Groups of 25 male and 25 female rats were administered intraperitoneal doses of Cycloviran at 0, 5, 20 or 80 mg/kg/day for 6 months. Ten male and 10 female rats in each group were continued undosed for 13 weeks. Testicular atrophy was limited to high-dose rats given 80 mg/kg/day for 6 months. Organ weight data and light microscopy defined full reversibility of the testicular atrophy by the end of the postdose recovery period.
In a 31-day dog study (16 males and 16 females per group) where Cycloviran was administered intravenously at levels of 50, 100 and 200 mg/kg/day, testicles were normal in dogs at 50 mg/kg. Doses of 100 or 200 mg/kg/day caused death of some dogs due to cytostatic effects (bone marrow and gastrointestinal epithelium) and aspermic testes or testes with scattered aspermic tubules. It cannot be ruled out that the testicular change may have been primary, however, similar changes can be observed secondary to severe stress in moribund dogs.

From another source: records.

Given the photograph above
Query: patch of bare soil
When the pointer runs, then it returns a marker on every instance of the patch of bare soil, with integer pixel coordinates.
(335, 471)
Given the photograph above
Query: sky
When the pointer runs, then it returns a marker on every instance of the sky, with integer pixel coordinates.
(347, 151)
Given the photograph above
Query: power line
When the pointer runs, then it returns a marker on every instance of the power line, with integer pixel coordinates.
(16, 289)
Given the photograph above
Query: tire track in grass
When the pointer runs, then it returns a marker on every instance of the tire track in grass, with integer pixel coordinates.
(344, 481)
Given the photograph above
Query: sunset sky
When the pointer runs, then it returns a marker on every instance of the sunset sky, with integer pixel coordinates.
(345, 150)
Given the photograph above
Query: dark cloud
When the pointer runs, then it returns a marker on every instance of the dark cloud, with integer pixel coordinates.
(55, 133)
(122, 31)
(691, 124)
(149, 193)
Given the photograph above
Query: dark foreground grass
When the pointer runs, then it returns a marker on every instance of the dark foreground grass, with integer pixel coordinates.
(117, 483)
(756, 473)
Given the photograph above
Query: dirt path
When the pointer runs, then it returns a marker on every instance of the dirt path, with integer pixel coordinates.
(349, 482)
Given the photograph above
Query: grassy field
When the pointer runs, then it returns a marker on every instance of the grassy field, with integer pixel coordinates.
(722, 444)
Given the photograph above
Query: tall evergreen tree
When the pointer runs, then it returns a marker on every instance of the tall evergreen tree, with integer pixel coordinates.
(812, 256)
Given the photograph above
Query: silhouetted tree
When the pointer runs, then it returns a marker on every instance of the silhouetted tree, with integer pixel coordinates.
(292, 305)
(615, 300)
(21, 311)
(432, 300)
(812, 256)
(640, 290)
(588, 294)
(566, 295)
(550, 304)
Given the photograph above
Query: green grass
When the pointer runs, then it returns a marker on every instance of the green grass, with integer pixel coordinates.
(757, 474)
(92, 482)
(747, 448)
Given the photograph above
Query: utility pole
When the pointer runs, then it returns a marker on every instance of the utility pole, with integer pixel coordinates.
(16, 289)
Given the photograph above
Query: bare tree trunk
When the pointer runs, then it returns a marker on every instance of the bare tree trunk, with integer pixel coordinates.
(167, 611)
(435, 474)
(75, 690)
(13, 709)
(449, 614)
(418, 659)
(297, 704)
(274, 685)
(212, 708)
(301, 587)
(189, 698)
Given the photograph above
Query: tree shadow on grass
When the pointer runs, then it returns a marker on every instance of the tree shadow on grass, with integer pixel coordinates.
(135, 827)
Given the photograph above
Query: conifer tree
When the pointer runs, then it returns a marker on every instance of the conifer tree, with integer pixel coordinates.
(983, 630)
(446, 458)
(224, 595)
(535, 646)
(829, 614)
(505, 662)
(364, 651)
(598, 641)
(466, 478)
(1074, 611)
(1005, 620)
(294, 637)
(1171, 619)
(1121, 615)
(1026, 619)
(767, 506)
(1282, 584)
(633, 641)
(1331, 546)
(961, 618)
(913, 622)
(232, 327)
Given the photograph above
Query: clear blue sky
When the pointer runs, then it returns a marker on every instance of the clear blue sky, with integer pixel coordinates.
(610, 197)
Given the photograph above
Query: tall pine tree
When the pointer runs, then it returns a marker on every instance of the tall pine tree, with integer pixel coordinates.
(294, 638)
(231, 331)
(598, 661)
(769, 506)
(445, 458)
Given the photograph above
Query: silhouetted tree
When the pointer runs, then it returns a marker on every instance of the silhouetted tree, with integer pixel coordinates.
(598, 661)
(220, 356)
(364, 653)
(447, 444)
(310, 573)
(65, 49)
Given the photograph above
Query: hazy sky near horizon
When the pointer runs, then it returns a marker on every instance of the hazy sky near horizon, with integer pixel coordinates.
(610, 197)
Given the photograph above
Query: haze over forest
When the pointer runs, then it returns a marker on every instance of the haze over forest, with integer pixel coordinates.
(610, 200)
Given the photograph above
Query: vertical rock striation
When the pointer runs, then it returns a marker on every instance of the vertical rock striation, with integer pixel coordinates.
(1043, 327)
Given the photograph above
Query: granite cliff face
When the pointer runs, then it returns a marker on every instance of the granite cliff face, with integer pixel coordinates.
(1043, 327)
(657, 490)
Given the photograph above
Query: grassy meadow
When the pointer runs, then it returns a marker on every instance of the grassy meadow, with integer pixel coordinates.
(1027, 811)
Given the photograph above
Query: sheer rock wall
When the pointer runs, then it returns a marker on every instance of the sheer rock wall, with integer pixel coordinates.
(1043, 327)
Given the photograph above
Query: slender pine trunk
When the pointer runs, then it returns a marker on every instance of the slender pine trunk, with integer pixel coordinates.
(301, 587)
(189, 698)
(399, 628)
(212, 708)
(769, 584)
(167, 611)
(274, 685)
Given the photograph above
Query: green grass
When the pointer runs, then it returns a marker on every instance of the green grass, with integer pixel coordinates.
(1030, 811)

Carcinogenesis, Mutagenesis, Impairment of Fertility
The data presented below include references to peak steady-state plasma Cycloviran concentrations observed in humans treated with 800 mg given orally 5 times a day (dosing appropriate for treatment of herpes zoster) or 200 mg given orally 5 times a day (dosing appropriate for treatment of genital herpes). Plasma drug concentrations in animal studies are expressed as multiples of human exposure to Cycloviran at the higher and lower dosing schedules (see CLINICAL PHARMACOLOGY: Pharmacokinetics).

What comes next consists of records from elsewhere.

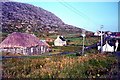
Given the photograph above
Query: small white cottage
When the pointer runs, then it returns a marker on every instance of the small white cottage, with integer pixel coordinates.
(60, 41)
(107, 47)
(23, 43)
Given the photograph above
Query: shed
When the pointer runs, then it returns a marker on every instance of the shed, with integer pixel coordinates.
(60, 41)
(23, 43)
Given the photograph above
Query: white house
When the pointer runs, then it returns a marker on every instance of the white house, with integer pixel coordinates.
(60, 41)
(107, 47)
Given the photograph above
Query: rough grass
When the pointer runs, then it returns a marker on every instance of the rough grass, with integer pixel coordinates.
(64, 66)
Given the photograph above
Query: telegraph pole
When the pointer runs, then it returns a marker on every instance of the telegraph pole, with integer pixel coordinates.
(83, 35)
(101, 38)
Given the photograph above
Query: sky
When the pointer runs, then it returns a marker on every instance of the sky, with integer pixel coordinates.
(89, 15)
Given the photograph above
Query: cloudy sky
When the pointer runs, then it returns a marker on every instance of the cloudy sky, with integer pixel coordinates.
(87, 14)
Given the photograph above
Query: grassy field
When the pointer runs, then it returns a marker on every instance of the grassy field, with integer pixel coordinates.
(64, 66)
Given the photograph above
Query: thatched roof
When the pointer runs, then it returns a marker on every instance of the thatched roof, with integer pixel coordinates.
(17, 39)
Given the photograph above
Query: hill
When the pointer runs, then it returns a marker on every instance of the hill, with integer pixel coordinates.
(21, 17)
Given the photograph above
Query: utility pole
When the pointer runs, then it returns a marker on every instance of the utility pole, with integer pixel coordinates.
(101, 38)
(83, 35)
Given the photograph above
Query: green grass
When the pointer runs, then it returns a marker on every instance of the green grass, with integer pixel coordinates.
(64, 66)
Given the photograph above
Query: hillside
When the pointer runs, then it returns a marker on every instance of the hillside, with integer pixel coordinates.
(21, 17)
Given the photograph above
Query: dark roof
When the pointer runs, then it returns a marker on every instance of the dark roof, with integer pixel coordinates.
(18, 39)
(62, 38)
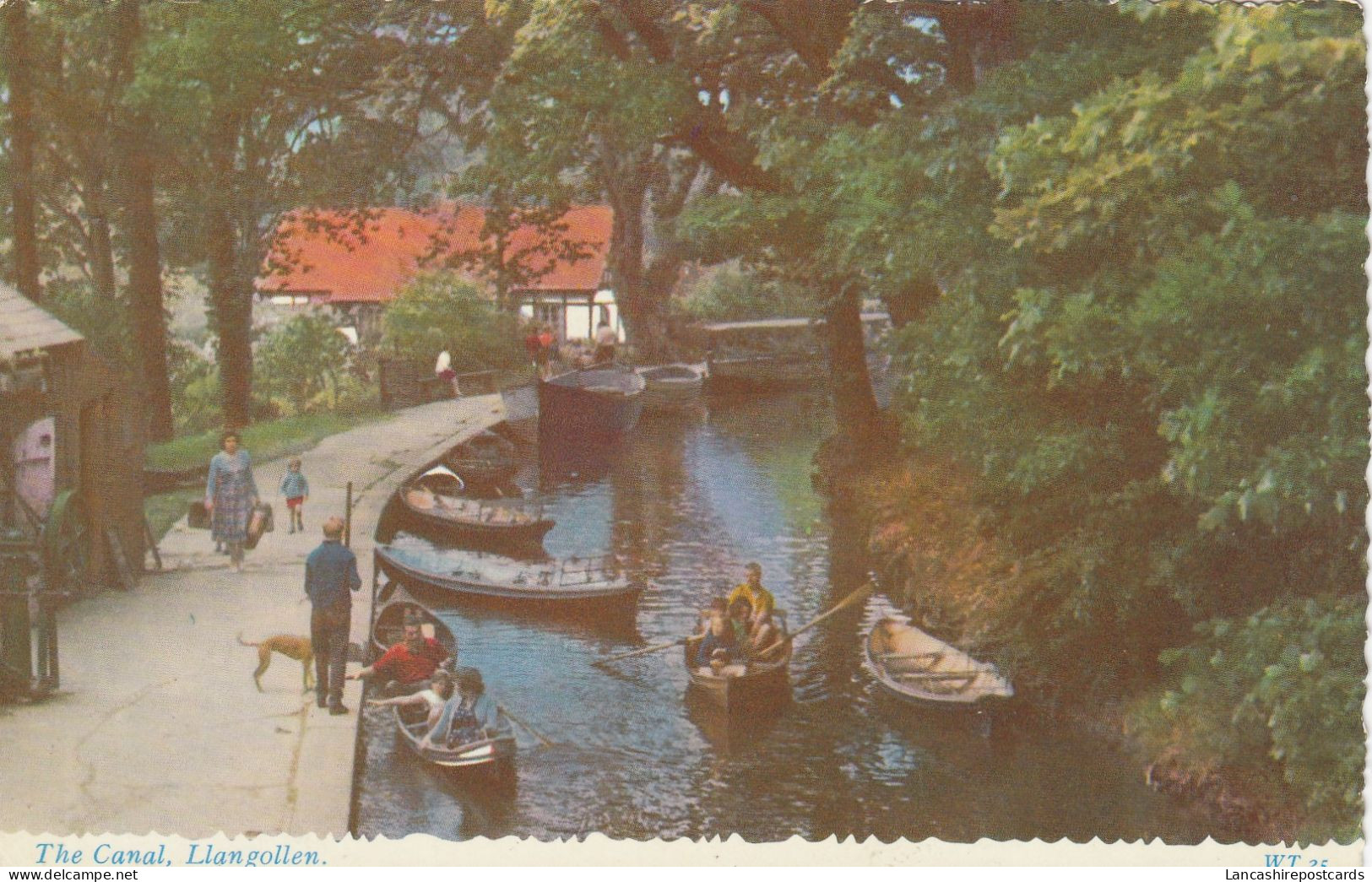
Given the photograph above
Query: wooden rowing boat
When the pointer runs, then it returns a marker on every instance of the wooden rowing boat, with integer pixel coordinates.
(737, 686)
(394, 605)
(475, 575)
(446, 516)
(922, 669)
(412, 723)
(485, 458)
(593, 403)
(673, 387)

Cycloviran was tested in lifetime bioassays in rats and mice at single daily doses of up to 450 mg/kg administered by gavage. There was no statistically significant difference in the incidence of tumors between treated and control animals, nor did Cycloviran shorten the latency of tumors. Maximum plasma concentrations were 3 to 6 times human levels in the mouse bioassay and 1 to 2 times human levels in the rat bioassay.
Cycloviran was tested in 16 in vitro and in vivo genetic toxicity assays. Cycloviran was positive in 5 of the assays.
Cycloviran did not impair fertility or reproduction in mice (450 mg/kg/day, p.o.) or in rats (25 mg/kg/day, s.c.). In the mouse study, plasma levels were 9 to 18 times human levels, while in the rat study, they were 8 to 15 times human levels. At higher doses (50 mg/kg/day, s.c.) in rats and rabbits (11 to 22 and 16 to 31 times human levels, respectively) implantation efficacy, but not litter size, was decreased. In a rat peri- and post-natal study at 50 mg/kg/day, s.c., there was a statistically significant decrease in group mean numbers of corpora lutea, total implantation sites, and live fetuses.
No testicular abnormalities were seen in dogs given 50 mg/kg/day, IV for 1 month (21 to 41 times human levels) or in dogs given 60 mg/kg/day orally for 1 year (6 to 12 times human levels). Testicular atrophy and aspermatogenesis were observed in rats and dogs at higher dose levels.